Skip to main content

Machine Learning, Data, and the Future of Open Source

By February 20, 2017 No Comments
machine learning abacus

I’m not saying traditional software development is dead.  There will continue to be a market for software built on classes, functions and if-then-else statements for decades to come.  The bleeding edge of software development, however, has moved to a new paradigm – machine learning.

Machine learning is a programming technique where data is used to train an algorithm.  For example, a large set of images might be tagged with a text description of what is in them.  These images and the associated tags are then processed by a neural network.  The resulting software is then capable of processing a single image and – if the data set was comprehensive enough – providing a text description of what is in it.

machine learning image recognition


This approach to software development is revolutionizing the way many businesses handle data.  Companies like Google, Facebook and Amazon are applying this technique to their enormous data sets to provide accurate search results, spam filtering, and even product suggestions.

Though many of the machine learning frameworks are open source (TensorFlow is an excellent example) the data underpinning them is not and, without data, the frameworks aren’t tremendously useful.  This means that open source communities are getting left behind.

Here at Mycroft, we aim to change that – at least in the realm of human-machine interfaces and speech to text.  With our user’s permission, we plan to make both the user interaction and the audio samples Mycroft is processing available for training machine learning systems.

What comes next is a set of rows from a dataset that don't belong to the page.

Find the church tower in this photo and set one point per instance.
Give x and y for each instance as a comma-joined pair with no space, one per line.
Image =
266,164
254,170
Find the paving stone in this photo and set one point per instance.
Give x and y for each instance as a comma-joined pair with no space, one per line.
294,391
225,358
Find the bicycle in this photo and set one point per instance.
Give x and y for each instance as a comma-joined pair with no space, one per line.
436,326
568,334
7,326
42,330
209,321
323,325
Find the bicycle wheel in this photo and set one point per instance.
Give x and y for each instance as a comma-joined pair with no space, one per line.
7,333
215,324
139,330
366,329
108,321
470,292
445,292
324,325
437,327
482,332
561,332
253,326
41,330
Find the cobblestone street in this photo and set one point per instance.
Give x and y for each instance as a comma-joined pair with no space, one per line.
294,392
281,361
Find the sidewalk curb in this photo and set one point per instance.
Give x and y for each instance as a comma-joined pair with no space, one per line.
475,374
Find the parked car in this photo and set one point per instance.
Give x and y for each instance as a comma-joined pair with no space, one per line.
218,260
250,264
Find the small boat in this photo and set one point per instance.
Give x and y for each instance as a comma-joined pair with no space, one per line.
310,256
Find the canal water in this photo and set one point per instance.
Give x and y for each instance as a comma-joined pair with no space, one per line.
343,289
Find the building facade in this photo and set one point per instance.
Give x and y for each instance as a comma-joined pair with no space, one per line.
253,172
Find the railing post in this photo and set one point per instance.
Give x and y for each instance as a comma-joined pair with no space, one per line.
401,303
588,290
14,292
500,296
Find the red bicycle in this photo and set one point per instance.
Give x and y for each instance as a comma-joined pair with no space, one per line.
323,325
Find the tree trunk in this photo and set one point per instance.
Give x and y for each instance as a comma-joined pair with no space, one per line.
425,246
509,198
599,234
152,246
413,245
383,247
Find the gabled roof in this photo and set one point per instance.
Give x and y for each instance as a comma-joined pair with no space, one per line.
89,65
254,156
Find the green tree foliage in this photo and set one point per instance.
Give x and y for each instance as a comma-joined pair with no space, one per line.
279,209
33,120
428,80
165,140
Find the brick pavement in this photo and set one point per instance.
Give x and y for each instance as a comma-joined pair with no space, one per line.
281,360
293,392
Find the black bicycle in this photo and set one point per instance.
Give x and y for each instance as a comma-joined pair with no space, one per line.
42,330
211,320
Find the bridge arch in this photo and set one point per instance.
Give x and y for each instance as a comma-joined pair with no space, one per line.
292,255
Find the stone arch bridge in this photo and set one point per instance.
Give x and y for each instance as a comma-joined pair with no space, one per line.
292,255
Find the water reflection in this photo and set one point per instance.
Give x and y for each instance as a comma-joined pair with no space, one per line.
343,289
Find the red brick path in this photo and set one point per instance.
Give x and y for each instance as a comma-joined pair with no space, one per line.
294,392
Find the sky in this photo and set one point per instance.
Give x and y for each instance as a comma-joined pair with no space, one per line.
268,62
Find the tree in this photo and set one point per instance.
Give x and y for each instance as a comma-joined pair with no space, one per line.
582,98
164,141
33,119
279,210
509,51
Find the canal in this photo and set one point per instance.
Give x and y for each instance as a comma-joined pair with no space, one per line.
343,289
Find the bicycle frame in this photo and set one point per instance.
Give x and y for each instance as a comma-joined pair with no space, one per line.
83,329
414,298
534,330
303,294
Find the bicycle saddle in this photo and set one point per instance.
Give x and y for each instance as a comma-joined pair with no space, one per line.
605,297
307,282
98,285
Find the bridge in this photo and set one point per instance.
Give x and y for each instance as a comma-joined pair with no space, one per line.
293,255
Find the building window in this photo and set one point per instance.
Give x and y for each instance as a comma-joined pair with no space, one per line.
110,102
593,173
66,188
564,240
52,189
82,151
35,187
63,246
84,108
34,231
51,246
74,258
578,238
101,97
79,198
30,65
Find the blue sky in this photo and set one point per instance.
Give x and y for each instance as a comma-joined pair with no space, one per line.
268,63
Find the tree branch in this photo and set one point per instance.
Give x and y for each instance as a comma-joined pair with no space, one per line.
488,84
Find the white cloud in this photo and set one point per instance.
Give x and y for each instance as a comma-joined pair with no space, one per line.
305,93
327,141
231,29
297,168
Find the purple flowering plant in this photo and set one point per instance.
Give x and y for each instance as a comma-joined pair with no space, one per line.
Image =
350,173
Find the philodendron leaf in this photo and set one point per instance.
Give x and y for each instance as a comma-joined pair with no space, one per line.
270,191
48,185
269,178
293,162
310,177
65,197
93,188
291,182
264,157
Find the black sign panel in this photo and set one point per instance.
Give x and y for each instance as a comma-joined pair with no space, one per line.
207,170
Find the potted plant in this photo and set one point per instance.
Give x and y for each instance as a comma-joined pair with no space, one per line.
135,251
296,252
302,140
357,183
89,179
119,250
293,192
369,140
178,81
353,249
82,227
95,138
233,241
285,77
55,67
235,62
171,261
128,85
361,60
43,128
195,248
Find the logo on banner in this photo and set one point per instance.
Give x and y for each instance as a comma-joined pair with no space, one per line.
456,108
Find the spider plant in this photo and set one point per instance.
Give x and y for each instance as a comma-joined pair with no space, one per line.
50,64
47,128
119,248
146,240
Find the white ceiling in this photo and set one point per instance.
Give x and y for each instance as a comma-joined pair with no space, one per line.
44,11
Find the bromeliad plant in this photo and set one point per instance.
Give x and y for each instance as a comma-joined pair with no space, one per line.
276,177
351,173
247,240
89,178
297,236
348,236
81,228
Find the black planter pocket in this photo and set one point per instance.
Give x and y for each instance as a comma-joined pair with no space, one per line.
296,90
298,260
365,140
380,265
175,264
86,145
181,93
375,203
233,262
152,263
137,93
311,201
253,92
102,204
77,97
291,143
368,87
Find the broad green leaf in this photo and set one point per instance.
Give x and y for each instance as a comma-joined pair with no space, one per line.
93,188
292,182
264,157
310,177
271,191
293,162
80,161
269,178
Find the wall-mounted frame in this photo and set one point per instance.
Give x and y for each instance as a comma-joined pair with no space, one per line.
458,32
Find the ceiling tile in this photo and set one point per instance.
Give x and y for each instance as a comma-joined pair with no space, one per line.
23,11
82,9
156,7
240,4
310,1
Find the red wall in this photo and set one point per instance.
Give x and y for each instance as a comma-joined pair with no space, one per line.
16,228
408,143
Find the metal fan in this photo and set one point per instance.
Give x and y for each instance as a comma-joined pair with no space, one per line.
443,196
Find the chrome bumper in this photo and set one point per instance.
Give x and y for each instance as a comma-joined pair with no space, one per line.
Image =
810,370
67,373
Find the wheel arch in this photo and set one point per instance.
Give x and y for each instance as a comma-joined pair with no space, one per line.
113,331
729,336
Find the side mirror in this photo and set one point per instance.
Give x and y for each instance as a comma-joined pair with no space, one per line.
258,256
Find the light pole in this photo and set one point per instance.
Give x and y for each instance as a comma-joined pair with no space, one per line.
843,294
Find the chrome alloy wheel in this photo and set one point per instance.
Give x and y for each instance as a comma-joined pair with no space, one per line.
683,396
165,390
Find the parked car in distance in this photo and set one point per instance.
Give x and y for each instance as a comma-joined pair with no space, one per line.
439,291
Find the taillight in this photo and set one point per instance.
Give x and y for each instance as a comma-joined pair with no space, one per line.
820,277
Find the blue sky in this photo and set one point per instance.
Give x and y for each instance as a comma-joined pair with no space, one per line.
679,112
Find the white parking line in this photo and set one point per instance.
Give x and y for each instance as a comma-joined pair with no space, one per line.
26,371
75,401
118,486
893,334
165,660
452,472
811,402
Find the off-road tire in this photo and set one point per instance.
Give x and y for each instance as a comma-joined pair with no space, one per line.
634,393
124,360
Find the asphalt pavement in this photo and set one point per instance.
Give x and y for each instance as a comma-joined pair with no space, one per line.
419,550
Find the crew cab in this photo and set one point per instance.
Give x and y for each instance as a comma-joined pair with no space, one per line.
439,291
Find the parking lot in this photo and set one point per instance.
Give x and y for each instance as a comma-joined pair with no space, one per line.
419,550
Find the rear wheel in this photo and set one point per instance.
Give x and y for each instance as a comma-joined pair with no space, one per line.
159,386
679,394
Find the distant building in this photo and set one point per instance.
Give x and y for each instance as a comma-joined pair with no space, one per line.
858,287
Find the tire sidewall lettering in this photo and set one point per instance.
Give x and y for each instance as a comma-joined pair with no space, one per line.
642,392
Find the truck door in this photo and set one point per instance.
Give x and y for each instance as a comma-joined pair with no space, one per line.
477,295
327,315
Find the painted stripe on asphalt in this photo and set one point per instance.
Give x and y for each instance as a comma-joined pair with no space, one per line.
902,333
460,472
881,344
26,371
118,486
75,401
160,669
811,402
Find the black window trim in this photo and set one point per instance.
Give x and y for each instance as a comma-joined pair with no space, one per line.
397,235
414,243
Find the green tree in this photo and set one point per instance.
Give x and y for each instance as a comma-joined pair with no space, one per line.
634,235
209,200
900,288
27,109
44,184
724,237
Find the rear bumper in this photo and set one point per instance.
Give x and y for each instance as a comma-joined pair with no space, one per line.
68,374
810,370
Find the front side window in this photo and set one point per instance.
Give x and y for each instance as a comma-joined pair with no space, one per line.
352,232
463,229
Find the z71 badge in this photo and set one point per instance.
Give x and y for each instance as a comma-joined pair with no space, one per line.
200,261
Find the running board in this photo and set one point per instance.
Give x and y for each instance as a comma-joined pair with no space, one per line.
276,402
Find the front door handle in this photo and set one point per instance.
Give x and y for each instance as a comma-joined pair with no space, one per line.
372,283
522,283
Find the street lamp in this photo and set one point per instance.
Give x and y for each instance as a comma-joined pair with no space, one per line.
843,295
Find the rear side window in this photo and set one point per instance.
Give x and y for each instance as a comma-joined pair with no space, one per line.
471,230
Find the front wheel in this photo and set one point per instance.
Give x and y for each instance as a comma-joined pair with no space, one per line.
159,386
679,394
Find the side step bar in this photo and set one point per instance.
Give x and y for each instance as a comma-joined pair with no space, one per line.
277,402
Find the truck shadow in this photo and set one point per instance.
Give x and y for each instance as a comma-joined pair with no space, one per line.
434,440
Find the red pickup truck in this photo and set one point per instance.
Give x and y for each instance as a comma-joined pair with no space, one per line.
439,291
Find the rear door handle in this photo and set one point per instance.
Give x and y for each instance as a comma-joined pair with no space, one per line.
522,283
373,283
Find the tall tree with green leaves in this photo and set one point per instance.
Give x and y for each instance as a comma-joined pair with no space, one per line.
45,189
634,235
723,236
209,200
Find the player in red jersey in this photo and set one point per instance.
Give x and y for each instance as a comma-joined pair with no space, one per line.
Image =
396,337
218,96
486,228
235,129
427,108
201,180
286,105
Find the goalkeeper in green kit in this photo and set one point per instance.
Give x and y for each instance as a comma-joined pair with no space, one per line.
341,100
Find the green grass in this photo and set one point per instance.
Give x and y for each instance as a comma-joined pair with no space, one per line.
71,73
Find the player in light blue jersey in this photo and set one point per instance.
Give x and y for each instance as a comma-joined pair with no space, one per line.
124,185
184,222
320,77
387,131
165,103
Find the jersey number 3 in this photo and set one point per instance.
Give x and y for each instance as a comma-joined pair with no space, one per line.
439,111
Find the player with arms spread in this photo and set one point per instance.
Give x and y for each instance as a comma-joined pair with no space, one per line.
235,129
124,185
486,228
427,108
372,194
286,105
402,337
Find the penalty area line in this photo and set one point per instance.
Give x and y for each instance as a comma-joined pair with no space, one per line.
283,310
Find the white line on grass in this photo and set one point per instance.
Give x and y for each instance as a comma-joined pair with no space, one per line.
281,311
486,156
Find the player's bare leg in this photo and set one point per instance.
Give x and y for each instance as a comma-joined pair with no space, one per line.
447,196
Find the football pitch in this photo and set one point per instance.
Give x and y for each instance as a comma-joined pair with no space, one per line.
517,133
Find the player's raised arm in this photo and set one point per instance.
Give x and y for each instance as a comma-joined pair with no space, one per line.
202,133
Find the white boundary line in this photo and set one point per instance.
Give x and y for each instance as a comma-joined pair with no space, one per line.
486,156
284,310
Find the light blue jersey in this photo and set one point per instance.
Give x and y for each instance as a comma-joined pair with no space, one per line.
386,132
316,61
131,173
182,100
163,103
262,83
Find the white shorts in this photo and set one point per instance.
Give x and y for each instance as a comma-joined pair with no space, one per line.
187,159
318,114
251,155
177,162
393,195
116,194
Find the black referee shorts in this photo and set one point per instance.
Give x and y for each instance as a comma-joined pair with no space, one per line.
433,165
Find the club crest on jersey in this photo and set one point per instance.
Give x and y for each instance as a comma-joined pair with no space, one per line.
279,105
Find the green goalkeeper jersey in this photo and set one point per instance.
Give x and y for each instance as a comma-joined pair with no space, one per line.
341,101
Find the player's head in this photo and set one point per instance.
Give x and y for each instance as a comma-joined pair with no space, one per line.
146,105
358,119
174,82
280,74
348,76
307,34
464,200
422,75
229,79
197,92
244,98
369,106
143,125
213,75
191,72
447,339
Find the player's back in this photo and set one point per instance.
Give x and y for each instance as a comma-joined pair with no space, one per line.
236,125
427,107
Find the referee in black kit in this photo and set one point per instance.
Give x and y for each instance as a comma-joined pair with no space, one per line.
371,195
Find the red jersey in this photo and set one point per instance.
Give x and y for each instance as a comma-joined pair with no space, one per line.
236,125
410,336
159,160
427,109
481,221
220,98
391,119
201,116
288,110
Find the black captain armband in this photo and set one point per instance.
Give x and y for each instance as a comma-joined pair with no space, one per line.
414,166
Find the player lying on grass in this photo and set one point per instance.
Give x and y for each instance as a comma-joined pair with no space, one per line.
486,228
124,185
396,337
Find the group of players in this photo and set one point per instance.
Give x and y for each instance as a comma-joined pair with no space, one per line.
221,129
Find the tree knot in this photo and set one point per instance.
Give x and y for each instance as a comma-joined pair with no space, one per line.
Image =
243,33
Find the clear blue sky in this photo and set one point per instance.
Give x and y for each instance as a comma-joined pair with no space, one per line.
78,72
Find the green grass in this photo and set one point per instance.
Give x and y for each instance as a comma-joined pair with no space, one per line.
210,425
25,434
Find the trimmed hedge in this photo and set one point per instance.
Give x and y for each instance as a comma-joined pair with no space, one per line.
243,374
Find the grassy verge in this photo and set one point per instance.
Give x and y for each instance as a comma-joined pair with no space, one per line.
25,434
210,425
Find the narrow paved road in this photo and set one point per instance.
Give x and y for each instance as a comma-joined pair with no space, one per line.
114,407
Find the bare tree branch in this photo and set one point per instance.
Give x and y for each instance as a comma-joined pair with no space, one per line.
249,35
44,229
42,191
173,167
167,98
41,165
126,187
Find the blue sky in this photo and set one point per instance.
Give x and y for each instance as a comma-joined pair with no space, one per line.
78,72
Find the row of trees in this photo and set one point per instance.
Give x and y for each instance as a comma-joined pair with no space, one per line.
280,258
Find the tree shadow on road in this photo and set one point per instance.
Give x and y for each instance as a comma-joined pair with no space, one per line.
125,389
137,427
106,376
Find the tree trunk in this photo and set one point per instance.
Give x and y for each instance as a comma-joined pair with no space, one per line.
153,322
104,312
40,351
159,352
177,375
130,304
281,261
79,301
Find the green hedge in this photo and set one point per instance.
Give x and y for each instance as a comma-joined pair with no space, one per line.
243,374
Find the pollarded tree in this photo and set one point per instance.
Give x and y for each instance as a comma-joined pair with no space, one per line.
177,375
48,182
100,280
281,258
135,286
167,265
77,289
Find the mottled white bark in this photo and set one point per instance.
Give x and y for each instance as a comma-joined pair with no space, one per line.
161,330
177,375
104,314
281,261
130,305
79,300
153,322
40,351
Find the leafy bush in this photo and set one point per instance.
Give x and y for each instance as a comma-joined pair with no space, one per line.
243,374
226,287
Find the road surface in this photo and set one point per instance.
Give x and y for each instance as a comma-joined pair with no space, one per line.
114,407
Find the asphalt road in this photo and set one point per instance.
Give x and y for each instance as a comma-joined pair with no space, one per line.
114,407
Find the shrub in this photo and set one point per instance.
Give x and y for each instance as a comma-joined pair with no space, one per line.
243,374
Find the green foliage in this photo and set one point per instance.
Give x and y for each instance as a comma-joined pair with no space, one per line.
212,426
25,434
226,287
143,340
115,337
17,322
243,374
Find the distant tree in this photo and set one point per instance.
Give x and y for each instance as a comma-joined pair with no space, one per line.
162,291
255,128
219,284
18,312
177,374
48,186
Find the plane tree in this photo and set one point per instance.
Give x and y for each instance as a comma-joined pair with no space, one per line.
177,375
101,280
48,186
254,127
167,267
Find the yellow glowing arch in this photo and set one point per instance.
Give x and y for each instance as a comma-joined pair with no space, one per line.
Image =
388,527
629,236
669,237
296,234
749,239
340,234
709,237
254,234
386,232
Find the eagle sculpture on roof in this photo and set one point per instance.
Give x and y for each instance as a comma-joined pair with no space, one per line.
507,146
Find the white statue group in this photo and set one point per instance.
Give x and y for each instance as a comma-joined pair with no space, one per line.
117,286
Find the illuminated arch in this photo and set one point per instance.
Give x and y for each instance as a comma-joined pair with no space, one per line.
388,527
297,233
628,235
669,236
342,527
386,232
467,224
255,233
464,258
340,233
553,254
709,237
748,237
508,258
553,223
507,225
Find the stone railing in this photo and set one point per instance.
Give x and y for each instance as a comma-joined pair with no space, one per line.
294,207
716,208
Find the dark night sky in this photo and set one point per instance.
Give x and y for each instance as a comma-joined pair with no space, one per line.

Now, before folks go off the rails about privacy, we are aware that we need to protect our user’s privacy.  Here at Mycroft we view privacy as a basic human right and will go to significant lengths to protect it.  Before we publish any data we plan to anonymize it securely and remove any private or personally identifiable information.  How?  Good question.  We are still working that out which is why we haven’t published any data yet.  We may use differential privacy, paid reviewers or secure sandboxes.  Regardless, we plan to make sure that we keep user data secure while also making it available.

We plan to run this program using an opt-in method where users make their own decision about whether or not they want their data used to improve the underlying technology.  Though we expect many users will want to, others might choose to keep their data private and that’s fine.

Our commitment to our core principles – Fast, Open, Simple, Strong is absolute and being open is a key principle.  Let’s work together to build an open data set to improve the state of the art in open source machine learning so that we can truly build an AI for everyone.